Although imperfect, the adult CNS (central nervous system) has the amazing ability to adapt to and compensate for deficits in neurologic function after CNS injury or neurodegenerative disease. While neurons and synaptic plasticity clearly contribute to this compensation, our laboratory is interested in understanding the contributions of the CNS immune system to this adaptation. Microglia, the only resident CNS immune cell, display astounding phenotypic plasticity, enabling them to respond and adapt to all aspects of CNS health and pathology. However, the cellular mechanisms enabling this plasticity over the course of chronic neuroinflammatory disease remain poorly understood. Although much research over the last 2 decades has been directed towards identifying exogenous molecules and pathways that attenuate the well-established pro-inflammatory/neurotoxic activities of microglia, little is known about endogenous cellular mechanisms used by microglia to self-regulate their transition to the reparative/neurosupportive phenotype during chronic disease, functions that would ultimately limit CNS damage and promote protection.

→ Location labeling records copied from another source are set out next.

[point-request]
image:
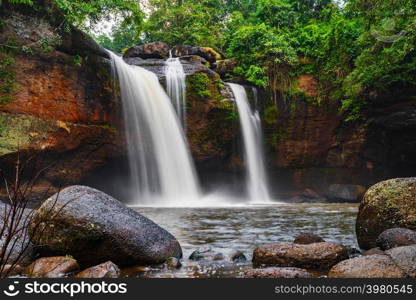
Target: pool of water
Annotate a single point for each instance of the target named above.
(225, 229)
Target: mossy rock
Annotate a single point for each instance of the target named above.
(388, 204)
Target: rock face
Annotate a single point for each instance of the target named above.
(105, 270)
(396, 237)
(387, 204)
(63, 107)
(275, 272)
(51, 267)
(94, 227)
(313, 256)
(150, 50)
(207, 53)
(308, 238)
(20, 249)
(405, 258)
(371, 266)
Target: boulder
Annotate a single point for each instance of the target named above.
(371, 266)
(150, 50)
(305, 238)
(104, 270)
(312, 256)
(51, 267)
(405, 258)
(373, 251)
(173, 263)
(396, 237)
(388, 204)
(345, 192)
(205, 52)
(94, 227)
(206, 253)
(276, 272)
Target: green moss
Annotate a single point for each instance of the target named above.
(17, 131)
(270, 115)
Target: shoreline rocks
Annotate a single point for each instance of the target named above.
(93, 227)
(396, 237)
(276, 272)
(322, 255)
(388, 204)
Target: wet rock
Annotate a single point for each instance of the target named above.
(371, 266)
(94, 227)
(205, 52)
(396, 237)
(305, 238)
(238, 256)
(12, 270)
(405, 258)
(150, 50)
(388, 204)
(104, 270)
(173, 263)
(373, 251)
(51, 267)
(345, 192)
(206, 253)
(276, 272)
(312, 256)
(20, 249)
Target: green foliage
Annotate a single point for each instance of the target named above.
(7, 71)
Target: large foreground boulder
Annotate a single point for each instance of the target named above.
(93, 227)
(388, 204)
(395, 263)
(312, 256)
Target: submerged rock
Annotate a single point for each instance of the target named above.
(305, 238)
(276, 272)
(345, 192)
(105, 270)
(173, 263)
(51, 267)
(405, 258)
(388, 204)
(94, 227)
(312, 256)
(373, 251)
(371, 266)
(238, 256)
(396, 237)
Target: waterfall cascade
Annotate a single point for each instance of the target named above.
(162, 171)
(252, 136)
(176, 86)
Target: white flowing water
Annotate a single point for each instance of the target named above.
(252, 136)
(176, 86)
(162, 170)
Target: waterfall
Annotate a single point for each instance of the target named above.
(253, 150)
(176, 86)
(162, 171)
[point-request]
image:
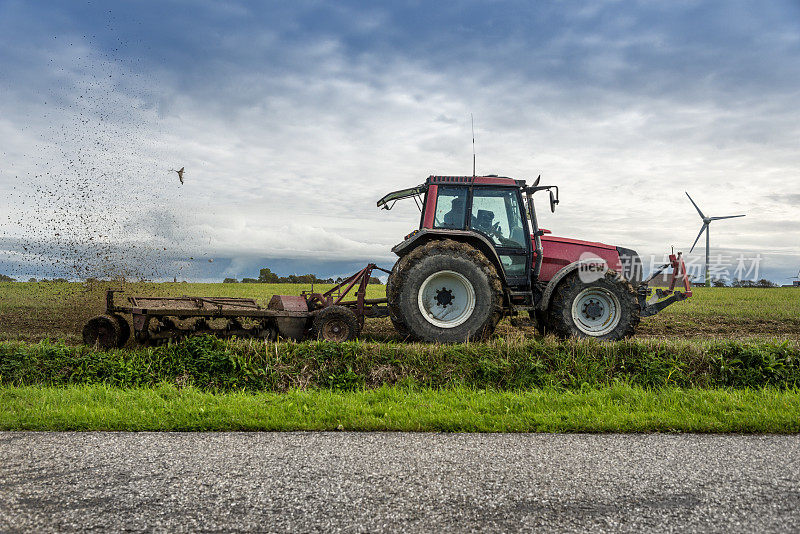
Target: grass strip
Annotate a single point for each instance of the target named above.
(621, 408)
(506, 363)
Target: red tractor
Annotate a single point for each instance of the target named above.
(479, 255)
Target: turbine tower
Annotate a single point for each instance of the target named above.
(705, 228)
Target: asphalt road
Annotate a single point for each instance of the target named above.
(367, 482)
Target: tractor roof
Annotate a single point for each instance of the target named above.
(491, 179)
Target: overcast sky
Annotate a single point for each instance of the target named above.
(291, 119)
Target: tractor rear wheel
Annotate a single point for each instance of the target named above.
(446, 291)
(102, 331)
(605, 309)
(336, 324)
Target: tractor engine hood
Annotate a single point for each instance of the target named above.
(559, 252)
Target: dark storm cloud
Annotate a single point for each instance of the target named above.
(293, 118)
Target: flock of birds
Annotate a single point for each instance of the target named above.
(91, 210)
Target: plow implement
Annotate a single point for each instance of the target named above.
(335, 315)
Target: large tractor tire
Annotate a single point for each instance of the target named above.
(605, 309)
(446, 291)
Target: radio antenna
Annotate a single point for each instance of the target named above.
(472, 121)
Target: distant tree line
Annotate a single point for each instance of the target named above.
(266, 276)
(6, 278)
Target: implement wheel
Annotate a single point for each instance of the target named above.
(102, 331)
(336, 324)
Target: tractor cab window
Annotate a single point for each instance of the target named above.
(497, 214)
(451, 208)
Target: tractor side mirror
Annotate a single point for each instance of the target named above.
(553, 202)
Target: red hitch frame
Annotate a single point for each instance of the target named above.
(336, 295)
(651, 306)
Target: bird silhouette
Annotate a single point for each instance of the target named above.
(180, 174)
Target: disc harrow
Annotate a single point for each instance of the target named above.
(160, 320)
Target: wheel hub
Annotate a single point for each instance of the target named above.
(444, 297)
(596, 311)
(593, 309)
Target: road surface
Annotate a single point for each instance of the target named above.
(368, 482)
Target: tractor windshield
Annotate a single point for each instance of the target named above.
(497, 214)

Thus, the overall goal of the research in our lab is to investigate the cellular and molecular mechanisms that regulate microglial phenotype and function as they contribute to CNS pathology and recovery in chronic neuroinflammatory disorders. To study microglial plasticity in chronic neuroinflammatory disease, one of our main research models is exposure to repetitive episodes of intermittent hypoxia (IH), a hallmark of sleep disordered breathing (e.g. sleep apnea). We have identified critical transitional periods in the microglial phenotype that occur between inflammatory and reparative/neurotrophic phenotypes over the course of intermittent hypoxia exposure. The specific timing of these effects and the elaborate shifts in classes of genes expressed at these times suggest that microglia utilize tightly regulated mechanisms to control their activities during CNS adaptation to chronic injury. Our recent evidence implicates a critical role for epigenetic processes (e.g. histone demethylation and microRNAs) in the mechanisms employed by microglia to initiate transitions between inflammatory and neurotrophic phenotypes. We are particularly interested in the signal transduction and gene transcriptional mechanisms used by microglia to enable these shifts in their function. These same epigenetic mechanisms underlie long-lasting alterations in adult microglial function that are initiated during fetal brain development as a consequence of in utero exposure to maternal IH.

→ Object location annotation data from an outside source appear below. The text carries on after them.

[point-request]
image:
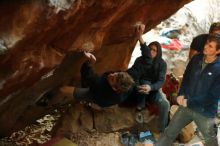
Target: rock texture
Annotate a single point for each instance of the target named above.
(39, 40)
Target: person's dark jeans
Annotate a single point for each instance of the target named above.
(162, 103)
(82, 94)
(181, 118)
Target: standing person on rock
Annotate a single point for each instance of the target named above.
(150, 69)
(198, 95)
(199, 41)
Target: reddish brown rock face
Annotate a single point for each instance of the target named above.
(39, 36)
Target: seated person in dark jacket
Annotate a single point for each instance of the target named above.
(199, 41)
(104, 90)
(198, 95)
(149, 72)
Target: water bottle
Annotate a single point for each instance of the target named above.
(218, 112)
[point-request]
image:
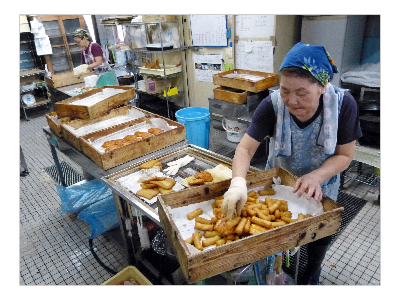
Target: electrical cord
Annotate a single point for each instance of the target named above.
(98, 259)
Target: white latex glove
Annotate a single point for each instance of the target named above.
(80, 69)
(235, 197)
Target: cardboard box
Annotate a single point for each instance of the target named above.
(65, 79)
(220, 259)
(158, 18)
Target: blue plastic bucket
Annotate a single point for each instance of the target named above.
(197, 124)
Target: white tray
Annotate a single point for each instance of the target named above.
(169, 69)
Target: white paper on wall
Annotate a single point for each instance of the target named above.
(254, 56)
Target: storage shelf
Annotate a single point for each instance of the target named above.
(144, 50)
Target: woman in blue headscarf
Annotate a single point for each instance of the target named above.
(313, 127)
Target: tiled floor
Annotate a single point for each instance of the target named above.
(54, 249)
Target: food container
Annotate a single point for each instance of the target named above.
(216, 260)
(252, 81)
(110, 159)
(169, 69)
(129, 273)
(71, 135)
(66, 108)
(64, 79)
(230, 95)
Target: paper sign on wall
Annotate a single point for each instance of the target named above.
(254, 56)
(206, 65)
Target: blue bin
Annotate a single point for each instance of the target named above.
(197, 124)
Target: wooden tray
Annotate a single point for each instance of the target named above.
(66, 109)
(227, 94)
(76, 141)
(126, 153)
(55, 125)
(64, 79)
(220, 259)
(269, 79)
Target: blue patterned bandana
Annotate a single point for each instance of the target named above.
(314, 59)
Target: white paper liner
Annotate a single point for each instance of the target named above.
(132, 181)
(98, 97)
(142, 127)
(295, 205)
(133, 114)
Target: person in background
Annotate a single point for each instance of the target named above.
(313, 127)
(92, 54)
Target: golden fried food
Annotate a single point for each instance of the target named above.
(148, 193)
(196, 181)
(148, 164)
(166, 184)
(155, 130)
(195, 213)
(132, 138)
(206, 176)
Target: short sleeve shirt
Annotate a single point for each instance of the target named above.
(264, 121)
(96, 51)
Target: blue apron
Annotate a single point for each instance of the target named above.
(306, 154)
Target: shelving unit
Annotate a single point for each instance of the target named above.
(139, 35)
(31, 74)
(66, 53)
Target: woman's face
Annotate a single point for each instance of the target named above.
(300, 96)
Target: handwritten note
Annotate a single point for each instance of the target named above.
(254, 56)
(208, 30)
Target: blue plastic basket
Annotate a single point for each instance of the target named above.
(197, 124)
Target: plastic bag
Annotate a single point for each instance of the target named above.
(79, 196)
(102, 216)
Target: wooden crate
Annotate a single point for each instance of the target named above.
(234, 96)
(66, 109)
(55, 125)
(76, 141)
(269, 79)
(126, 153)
(64, 79)
(220, 259)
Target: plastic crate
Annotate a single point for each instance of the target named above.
(129, 273)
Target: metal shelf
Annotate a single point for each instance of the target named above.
(144, 50)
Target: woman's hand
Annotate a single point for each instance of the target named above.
(310, 184)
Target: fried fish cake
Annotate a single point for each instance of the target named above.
(206, 176)
(148, 193)
(155, 130)
(196, 181)
(132, 138)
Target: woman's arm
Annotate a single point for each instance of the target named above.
(243, 155)
(98, 60)
(332, 166)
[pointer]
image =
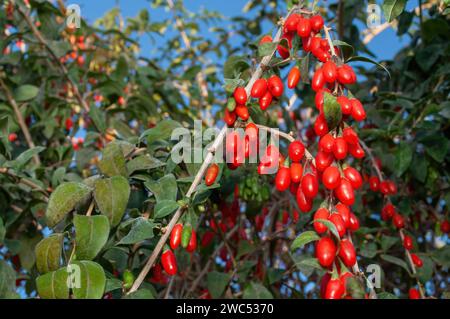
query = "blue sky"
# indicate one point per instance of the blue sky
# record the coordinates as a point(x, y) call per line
point(384, 46)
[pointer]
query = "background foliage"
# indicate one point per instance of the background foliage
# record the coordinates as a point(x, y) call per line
point(89, 180)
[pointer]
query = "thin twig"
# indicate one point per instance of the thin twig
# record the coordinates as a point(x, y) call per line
point(209, 157)
point(20, 120)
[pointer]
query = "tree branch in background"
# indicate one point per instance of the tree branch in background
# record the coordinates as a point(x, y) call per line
point(20, 120)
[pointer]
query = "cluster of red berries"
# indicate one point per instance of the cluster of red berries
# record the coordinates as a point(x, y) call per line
point(180, 235)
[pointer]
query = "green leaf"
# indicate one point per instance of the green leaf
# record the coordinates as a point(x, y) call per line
point(98, 117)
point(113, 161)
point(25, 93)
point(164, 189)
point(53, 285)
point(234, 66)
point(92, 280)
point(331, 110)
point(386, 295)
point(2, 231)
point(274, 275)
point(91, 235)
point(437, 148)
point(162, 131)
point(255, 290)
point(140, 294)
point(368, 60)
point(64, 199)
point(7, 279)
point(112, 195)
point(143, 162)
point(403, 158)
point(387, 242)
point(48, 253)
point(165, 207)
point(395, 261)
point(419, 167)
point(355, 288)
point(304, 238)
point(217, 282)
point(442, 256)
point(266, 48)
point(393, 8)
point(141, 229)
point(425, 273)
point(27, 249)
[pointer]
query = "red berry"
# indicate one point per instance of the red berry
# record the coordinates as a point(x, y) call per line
point(354, 177)
point(316, 23)
point(303, 202)
point(175, 236)
point(335, 289)
point(240, 96)
point(259, 88)
point(358, 112)
point(344, 211)
point(321, 126)
point(266, 39)
point(275, 86)
point(347, 253)
point(353, 222)
point(293, 77)
point(318, 80)
point(416, 260)
point(445, 226)
point(296, 172)
point(408, 242)
point(211, 174)
point(265, 100)
point(346, 105)
point(325, 251)
point(169, 262)
point(283, 179)
point(296, 151)
point(339, 223)
point(323, 160)
point(303, 28)
point(309, 186)
point(398, 221)
point(229, 118)
point(321, 213)
point(12, 137)
point(329, 72)
point(242, 112)
point(292, 22)
point(326, 143)
point(344, 192)
point(414, 293)
point(340, 148)
point(350, 136)
point(374, 183)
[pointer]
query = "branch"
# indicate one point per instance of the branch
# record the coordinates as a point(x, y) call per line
point(23, 126)
point(61, 66)
point(211, 259)
point(209, 157)
point(400, 231)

We have developed powerful and novel flow cytometry and cell sorting tools with which to study specific microglial phenotypic populations in vivo, from which nucleic acids (DNA, mRNA and miRNAs) can be isolated for subsequent transcriptional regulation studies. These investigations are complemented by biochemical signaling studies in primary microglial cultures in wild type and transgenic mice to assess molecular/biochemical mechanisms of IH-induced signaling. Our recent work is aimed at defining microRNAs and histone modifications that contribute to microglial plasticity.

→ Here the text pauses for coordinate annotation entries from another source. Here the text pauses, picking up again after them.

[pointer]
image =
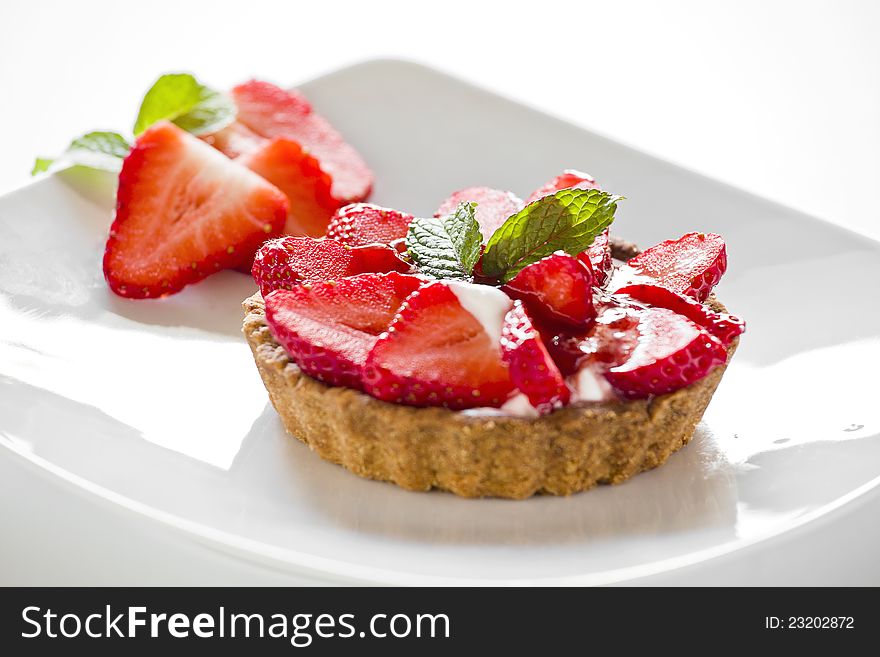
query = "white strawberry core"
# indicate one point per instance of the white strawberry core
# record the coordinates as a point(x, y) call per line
point(487, 304)
point(588, 384)
point(519, 406)
point(623, 275)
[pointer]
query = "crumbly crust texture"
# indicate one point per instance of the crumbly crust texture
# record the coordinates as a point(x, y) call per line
point(567, 451)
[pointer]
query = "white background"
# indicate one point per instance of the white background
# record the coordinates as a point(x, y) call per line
point(779, 98)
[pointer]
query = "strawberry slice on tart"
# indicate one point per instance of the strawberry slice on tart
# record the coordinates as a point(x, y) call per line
point(443, 349)
point(671, 352)
point(557, 289)
point(532, 369)
point(329, 328)
point(286, 262)
point(359, 224)
point(691, 265)
point(723, 326)
point(183, 212)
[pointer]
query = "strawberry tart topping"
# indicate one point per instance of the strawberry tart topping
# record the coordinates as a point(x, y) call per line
point(531, 368)
point(494, 206)
point(437, 353)
point(541, 330)
point(329, 328)
point(359, 224)
point(557, 289)
point(691, 265)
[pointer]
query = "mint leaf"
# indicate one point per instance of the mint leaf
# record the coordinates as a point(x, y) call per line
point(180, 98)
point(447, 247)
point(96, 150)
point(568, 220)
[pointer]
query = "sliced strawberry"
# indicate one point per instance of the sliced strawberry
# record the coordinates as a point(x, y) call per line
point(437, 353)
point(671, 352)
point(598, 255)
point(557, 288)
point(566, 180)
point(286, 262)
point(329, 328)
point(364, 223)
point(691, 265)
point(723, 326)
point(235, 140)
point(494, 206)
point(183, 212)
point(531, 368)
point(296, 173)
point(269, 111)
point(607, 342)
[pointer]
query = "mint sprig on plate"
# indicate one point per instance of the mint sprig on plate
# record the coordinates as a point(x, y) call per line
point(568, 220)
point(97, 150)
point(446, 247)
point(176, 97)
point(181, 99)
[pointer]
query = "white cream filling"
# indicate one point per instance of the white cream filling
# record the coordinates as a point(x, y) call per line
point(487, 304)
point(589, 385)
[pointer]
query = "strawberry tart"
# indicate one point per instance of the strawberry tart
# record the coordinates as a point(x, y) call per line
point(499, 348)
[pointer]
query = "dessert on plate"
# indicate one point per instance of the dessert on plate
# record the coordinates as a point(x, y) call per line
point(498, 350)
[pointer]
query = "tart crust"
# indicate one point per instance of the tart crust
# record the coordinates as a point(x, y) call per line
point(567, 451)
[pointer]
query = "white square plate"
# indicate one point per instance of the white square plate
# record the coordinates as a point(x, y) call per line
point(157, 406)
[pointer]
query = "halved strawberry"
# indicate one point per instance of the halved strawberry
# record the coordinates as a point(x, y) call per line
point(494, 206)
point(598, 255)
point(671, 352)
point(437, 353)
point(296, 173)
point(557, 288)
point(235, 140)
point(531, 368)
point(183, 212)
point(269, 111)
point(329, 328)
point(364, 223)
point(723, 326)
point(691, 265)
point(286, 262)
point(566, 180)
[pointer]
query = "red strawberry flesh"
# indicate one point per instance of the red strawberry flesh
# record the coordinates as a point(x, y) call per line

We also have projects designed to understand how neonatal development, aging and sex influences microglial regulatory processes. Age is a significant risk factor for many neurological disorders, many of which display sexual dimorphisms. Thus, we have studies focused on the differential responses of male and female microglia, and the role gonadal hormones play in their responses to inflammatory challenges. A current project involves looking at this question in a mouse model of Alzheimer’s disease, exposing them to chronic IH and assessing differences in microglial function and gene expression as well as cognitive and behavioral function.

Lastly, we have projects designed to understand the impact of microglial activities on neuronal function, and in particular, the ability of neurons to display plasticity. We are investigating the mechanisms whereby microglial inflammatory activities impair a form of spinal motor respiratory plasticity called phrenic motor facilitation, and how this differs between the sexes. Adult male offspring of mothers exposed in utero to maternal sleep disordered breathing have microglial-dependent neuroinflammation that impairs respiratory plasticity; but female offspring do not. Adult female offspring have normal neuroplasticity. We are testing the mechanisms whereby female offspring are protected from the gestational insults to which their male counterparts are predisposed.